A single agent may have a minimum of up to 100 DOs issued per year, he stated.
“The government action will result into drastic drop of corporate tax,” he said, pointing out that the government received corporate tax of 2bn/- from 15 members of TASAA in 2018. The removal of DO charges will lead to the majority shipping agents failing to survive, he emphasized.
Delivery order is a working document used in cargo release and cargo clearance operations by the Tanzania Revenue Authority (TRA) and Inland Container Depots (ICDs). DOs help port officials to easily identify cargos and deliver them to the right owner.
Uronu elaborated that while some other countries are charging DO fees per container, TASAA was charging its members US $ 38 regardless of the number of containers in the document.
Tanzanian consignees pay the lowest DO fees compared other countries in the East African region and the wider sub-Saharan zone, with Kenya pegging the fees at $ 70, Mozambique $ 105) Ivory Coast $ 75, Sudan $ 75, Mauritius $ 78, Gabon $ 45, South Africa $ 43 and Djibouti $ 39.33, he pointed out.
Reasons to why delivery order fees should be restored include the fact that the document helps to reduce fraud since it identifies the customs agents, transfers the legal liability from the shipping line to the rightful owner of goods and safeguards the interest of financial institutions, he argued.
“Without DOs the risk of loss of containers will be high resulting into increased claims thus making the port more expensive,” he declared, calling upon the regulator to rethink the decision as the removal of delivery order charges will lead into shipping agents incorporating it in freight rates.
TASAA has already appealed to the ministry requesting for repeal of the order which become effective on May 27th. He said the association has also filed a complaint to TASAC so that it revokes its order, issued by the Board of Directors.
In its published order to shipping agents, signed by TASAC Director General Emmanuel Ndomba and Acting Board Chairman Eng Japhet Maselle, the regulator said that it arrived at the decision after considering stakeholders’ deliberations during a consultative meeting held in January last year.
TASAC noted that DOs were issued by agents for their own convenience and that it should not be a source of revenue. The regulator affirmed that shipping agents have statutory sources of revenue as provided in the Shipping Agencies Regulations of 2018.

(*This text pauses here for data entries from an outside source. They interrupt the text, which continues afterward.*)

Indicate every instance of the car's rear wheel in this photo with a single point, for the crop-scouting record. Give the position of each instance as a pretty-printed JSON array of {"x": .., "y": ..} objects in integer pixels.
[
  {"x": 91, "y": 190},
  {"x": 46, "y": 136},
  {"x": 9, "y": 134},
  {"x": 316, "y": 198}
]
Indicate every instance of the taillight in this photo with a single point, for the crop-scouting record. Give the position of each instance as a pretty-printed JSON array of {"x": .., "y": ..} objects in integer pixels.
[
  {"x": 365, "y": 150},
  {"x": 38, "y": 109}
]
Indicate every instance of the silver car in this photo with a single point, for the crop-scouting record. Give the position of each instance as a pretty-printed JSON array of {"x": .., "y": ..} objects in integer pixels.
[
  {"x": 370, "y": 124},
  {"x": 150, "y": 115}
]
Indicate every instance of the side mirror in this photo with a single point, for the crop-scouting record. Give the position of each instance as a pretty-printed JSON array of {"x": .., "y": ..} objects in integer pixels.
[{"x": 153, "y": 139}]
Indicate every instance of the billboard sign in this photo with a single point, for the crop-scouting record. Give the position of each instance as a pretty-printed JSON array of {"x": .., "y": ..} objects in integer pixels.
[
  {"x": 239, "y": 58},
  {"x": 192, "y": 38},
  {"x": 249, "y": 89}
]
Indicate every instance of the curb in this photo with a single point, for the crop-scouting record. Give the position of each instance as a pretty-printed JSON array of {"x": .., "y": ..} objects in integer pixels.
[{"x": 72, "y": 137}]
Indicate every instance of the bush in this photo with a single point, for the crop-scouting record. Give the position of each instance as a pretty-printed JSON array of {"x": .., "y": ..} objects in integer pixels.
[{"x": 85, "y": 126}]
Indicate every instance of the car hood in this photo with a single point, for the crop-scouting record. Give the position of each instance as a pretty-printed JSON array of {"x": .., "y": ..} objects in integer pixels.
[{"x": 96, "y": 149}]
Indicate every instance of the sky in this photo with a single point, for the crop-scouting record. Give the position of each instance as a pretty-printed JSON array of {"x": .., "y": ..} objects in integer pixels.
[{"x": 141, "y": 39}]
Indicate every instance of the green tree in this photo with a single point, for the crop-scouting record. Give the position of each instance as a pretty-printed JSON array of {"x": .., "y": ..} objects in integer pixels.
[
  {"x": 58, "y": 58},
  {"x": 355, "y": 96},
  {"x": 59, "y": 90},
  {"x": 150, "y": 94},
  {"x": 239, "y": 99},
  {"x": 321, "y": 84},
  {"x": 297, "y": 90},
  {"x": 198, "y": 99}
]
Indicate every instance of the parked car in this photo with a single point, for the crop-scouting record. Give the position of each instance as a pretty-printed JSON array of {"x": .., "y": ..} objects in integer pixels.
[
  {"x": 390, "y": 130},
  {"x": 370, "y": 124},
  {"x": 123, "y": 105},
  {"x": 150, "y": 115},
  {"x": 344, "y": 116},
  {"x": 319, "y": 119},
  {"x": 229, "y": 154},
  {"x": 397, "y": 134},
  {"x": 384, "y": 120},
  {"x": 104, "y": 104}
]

The TASAC board observed that DOs were issued by carrier to facilitate completion of carriage contract which was entered earlier between the carrier and the shipper.
Release of import cargo should be done on the basis of the original bill of lading, the board further directed.
Late last month the government through TASAC issued an order on the abolishment of the delivery order fee with immediate effect.
In 2010, the former regulator— the Surface and Marine Transport Regulatory Authority (SUMATRA) listed DO fee as permitted local shipping charges. Sumatra approved bill of lading fees, DO fee and amendment fee permitting local shipping charges.